3. Resolve the issue of incorrect c.DNA number when dup/ins extends into intronic region. NTs in intron 14-15 are numbered c.1837+N or c.1838-N (N<46).
4. When mutation/mismatch nucleotides are present at the insertion site, the nomenclature still reflects a partial duplication at NT, AA and chr. level (e.g., "insATC;dup1825_1836" indicates a 3 bp insertion followed by duplication c.1825_1836)
Updated in v3.1 on 02/22/2022:
Completed validation on 114 assembled sequences (result from 84 cases) and
10 artificial sequences.
Added a reference (USCAP abstract -> this is updated to IJLH published article on 7/11/2022: PMID: 35795913 DOI: 10.1111/ijlh.13930).
Moved full sequence to "Additional information" (not required per HGVS recommendations).
Added a statement about potential 3'-end variant(s).

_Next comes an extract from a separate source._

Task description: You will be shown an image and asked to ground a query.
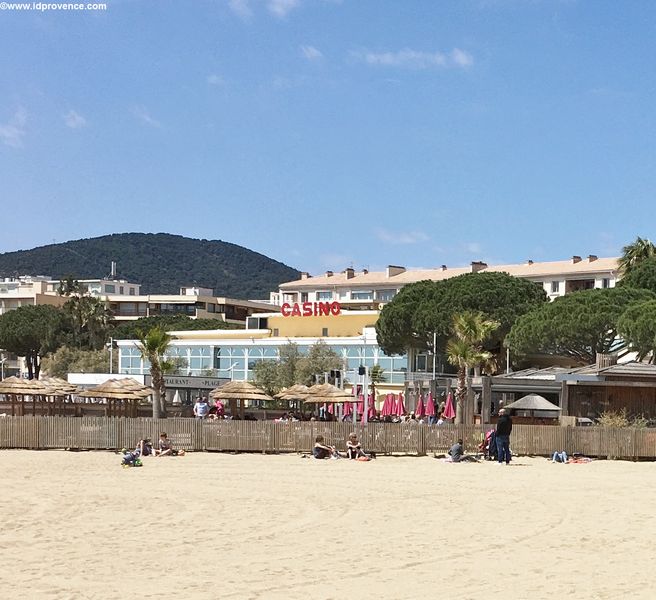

Added a statement regarding protein (p.) nomenclature
when intronic sequence is present in ITD (the translation is presumptive, to our best knowledge).
Updated in v3.2 on 04/12/2022: Added an alert if the ITD is a triplicate (very rare situation, validated with the 11th artificial sequence).
Updated in v3.3 on 04/18/2022:
Add N to the letter recognizable as nucleotide sequence; when N is present in ITD, give a warning.
Modified some words in the text for errors (no ITD detected situations).
Updated in v4.0 on 02/28/2023:
Added dynamic link /nucleotideSequence/your_sequence to submit FLT3-ITD sequence and returns nomenclature as JSON file.